Snow, please. The measuring terrace with the "Kugelalm". Photo: M.Neumann / Schneefernerhaus

Outside on the measuring terrace, where Rühm's "Kugelalm and Hürkamp's disdrometer stand, the Wetterstein mountain range dominates the view. Sometimes, says Hürkamp, she gets up at five in the morning from her bed in the Schneefernerhaus, prepares herself a coffee, grabs a chair and waits for that special minute just before the sun rises above the summits.

When only its red rays illuminate the mountain range. Alpenglow, they call it, but that is an understatement. Actually it looks as if all was on fire. This is an event that is different to all events she and Rühm investigate in their lives as researchers, different to incidents, mixed events, radiation. It is predictable but not reproducible, has long since been explained, is actually totally trivial, almost banal. But unique. Each time newly so.

The Schneefernerhaus

Three Helmholtz centres are represented at Germany's highest research station. The Helmholtz Zentrum München has researchers from the Institute of Radiation Protection and from the Department of Environmental Science working at the Zugspitze. Scientists from the Institute for Meteorology and Climate Research at the Karlsruhe Institute of Technology research the distribution of water vapour in the atmosphere. To do so, the scientists shoot short laser light pulses vertically up into the air and then measure in what chronological order the light is reflected by the atmosphere. On the one hand, water vapour is the most important greenhouse gas and therefore co-responsible for global warming; on the other, it contributes to the formation of clouds and precipitation, which can also have a cooling effect.

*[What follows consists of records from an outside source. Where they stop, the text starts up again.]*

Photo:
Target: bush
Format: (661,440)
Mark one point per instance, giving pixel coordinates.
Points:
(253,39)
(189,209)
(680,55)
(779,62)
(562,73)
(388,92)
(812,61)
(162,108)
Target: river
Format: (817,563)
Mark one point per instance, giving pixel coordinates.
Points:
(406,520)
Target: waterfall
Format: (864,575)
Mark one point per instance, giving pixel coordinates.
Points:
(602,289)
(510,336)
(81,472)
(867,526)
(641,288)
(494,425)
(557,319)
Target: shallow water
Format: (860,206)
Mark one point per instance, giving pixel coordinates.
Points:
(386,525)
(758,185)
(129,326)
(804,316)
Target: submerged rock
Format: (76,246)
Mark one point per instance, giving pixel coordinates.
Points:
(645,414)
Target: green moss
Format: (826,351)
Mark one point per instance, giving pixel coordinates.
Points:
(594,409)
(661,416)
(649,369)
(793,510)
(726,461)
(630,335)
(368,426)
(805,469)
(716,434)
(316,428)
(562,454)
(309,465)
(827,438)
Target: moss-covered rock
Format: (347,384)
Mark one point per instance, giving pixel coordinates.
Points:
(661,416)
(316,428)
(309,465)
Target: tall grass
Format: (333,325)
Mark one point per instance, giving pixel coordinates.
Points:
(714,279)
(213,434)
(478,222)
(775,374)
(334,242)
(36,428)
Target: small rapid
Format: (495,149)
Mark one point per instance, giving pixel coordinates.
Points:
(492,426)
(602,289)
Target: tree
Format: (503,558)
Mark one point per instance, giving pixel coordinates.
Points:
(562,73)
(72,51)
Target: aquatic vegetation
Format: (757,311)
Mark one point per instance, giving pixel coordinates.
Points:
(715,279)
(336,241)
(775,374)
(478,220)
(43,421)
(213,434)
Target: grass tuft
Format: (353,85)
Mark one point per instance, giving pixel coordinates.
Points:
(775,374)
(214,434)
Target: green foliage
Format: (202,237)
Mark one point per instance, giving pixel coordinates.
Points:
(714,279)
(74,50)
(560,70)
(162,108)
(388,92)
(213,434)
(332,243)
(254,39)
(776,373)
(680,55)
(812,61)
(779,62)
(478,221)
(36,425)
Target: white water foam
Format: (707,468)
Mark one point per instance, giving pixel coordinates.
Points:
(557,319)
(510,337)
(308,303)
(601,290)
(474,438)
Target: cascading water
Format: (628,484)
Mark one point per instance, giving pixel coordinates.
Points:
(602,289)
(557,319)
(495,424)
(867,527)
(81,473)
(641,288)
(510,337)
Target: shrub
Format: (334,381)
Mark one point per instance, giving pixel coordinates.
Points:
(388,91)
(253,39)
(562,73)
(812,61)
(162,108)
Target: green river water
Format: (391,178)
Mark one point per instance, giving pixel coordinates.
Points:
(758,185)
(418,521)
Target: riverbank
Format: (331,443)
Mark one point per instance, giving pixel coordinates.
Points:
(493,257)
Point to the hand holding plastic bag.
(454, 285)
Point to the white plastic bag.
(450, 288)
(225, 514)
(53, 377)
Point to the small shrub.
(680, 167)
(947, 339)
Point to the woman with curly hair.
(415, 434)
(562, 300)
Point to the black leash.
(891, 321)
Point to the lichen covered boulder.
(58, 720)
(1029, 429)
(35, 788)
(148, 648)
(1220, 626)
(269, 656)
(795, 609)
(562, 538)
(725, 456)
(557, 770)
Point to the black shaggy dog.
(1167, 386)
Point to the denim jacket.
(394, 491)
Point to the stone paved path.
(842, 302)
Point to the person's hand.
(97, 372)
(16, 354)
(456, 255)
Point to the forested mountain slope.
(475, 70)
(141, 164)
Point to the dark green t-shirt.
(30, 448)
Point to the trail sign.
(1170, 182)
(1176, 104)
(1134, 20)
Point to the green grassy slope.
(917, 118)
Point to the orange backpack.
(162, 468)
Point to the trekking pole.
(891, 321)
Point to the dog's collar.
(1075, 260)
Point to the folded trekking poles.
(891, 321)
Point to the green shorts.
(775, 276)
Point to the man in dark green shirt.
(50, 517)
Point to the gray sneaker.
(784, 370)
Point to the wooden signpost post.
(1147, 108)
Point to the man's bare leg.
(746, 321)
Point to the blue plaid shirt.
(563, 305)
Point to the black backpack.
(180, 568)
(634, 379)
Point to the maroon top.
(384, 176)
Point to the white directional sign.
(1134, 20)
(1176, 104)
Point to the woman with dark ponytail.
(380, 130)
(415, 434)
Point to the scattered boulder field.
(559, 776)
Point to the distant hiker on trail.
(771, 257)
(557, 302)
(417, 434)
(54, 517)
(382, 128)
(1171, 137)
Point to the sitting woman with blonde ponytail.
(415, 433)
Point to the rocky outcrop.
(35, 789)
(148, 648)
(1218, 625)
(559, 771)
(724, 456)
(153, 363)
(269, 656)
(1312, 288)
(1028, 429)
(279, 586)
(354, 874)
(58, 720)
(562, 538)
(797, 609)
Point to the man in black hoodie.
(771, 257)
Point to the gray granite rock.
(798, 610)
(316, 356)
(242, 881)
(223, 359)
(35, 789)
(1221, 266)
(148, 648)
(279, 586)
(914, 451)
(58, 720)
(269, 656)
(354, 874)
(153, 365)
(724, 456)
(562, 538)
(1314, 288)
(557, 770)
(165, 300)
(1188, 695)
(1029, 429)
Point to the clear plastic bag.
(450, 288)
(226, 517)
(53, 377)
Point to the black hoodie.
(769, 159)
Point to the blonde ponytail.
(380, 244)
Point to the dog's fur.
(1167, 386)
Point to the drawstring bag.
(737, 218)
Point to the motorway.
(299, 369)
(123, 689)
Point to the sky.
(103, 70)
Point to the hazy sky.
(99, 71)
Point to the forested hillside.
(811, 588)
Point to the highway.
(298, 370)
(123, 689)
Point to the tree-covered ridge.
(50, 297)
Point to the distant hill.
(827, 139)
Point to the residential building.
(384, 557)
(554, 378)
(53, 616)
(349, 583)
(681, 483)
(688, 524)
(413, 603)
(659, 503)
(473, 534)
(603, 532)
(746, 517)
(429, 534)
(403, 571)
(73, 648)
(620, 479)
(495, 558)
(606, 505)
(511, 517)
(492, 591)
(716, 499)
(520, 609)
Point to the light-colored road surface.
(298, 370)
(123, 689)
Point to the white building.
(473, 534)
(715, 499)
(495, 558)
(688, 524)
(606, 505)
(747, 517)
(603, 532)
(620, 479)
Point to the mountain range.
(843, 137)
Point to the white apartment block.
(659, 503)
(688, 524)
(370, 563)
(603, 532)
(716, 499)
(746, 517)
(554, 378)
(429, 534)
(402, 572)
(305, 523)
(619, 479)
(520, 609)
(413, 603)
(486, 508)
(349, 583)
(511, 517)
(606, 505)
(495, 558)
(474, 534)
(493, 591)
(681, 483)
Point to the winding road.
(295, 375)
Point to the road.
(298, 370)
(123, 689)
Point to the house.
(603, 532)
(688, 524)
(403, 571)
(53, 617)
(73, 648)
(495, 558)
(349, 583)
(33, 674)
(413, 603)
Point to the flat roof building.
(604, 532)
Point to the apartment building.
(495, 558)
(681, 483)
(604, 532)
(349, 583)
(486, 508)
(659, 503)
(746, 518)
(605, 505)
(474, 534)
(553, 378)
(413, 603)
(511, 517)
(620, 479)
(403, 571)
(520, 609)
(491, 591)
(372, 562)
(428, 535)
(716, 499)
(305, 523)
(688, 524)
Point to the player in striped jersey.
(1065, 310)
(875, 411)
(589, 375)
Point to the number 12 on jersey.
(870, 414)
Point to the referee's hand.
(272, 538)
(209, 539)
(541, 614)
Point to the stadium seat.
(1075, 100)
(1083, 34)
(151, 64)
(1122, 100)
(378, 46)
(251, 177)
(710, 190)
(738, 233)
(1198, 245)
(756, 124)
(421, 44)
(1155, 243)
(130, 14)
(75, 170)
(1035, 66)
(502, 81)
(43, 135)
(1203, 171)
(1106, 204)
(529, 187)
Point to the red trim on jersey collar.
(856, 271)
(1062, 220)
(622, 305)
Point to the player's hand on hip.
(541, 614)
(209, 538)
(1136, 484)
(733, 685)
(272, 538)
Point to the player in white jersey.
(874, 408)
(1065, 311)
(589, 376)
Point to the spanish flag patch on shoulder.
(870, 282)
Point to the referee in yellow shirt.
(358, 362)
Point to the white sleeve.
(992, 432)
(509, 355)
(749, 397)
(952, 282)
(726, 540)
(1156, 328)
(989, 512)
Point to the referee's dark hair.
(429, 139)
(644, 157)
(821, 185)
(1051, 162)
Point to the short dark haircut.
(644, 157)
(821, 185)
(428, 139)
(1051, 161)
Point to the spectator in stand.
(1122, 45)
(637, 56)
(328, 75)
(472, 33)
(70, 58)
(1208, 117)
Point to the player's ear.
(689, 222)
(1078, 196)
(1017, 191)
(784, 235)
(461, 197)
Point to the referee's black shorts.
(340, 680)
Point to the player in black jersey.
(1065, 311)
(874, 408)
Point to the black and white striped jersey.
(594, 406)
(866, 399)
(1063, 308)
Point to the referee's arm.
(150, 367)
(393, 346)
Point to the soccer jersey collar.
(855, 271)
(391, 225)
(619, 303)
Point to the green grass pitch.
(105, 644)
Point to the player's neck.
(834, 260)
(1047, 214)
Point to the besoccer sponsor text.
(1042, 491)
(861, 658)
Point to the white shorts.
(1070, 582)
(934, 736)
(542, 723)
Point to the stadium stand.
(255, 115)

The German Aerospace Center is likewise represented at the Zugspitze: with the German Remote Sensing Data Center, the Remote Sensing Technology Institute and the Institute of Atmospheric Physics. Moreover, the Deutscher Wetterdienst (German Meteorological Service), the LMU Munich university, the Max Planck Society, the TU München technical university, the Umweltbundesamt (German Federal Environmental Agency), the University of Augsburg, the Free State of Bavaria and changing research partners work at the Schneefernerhaus.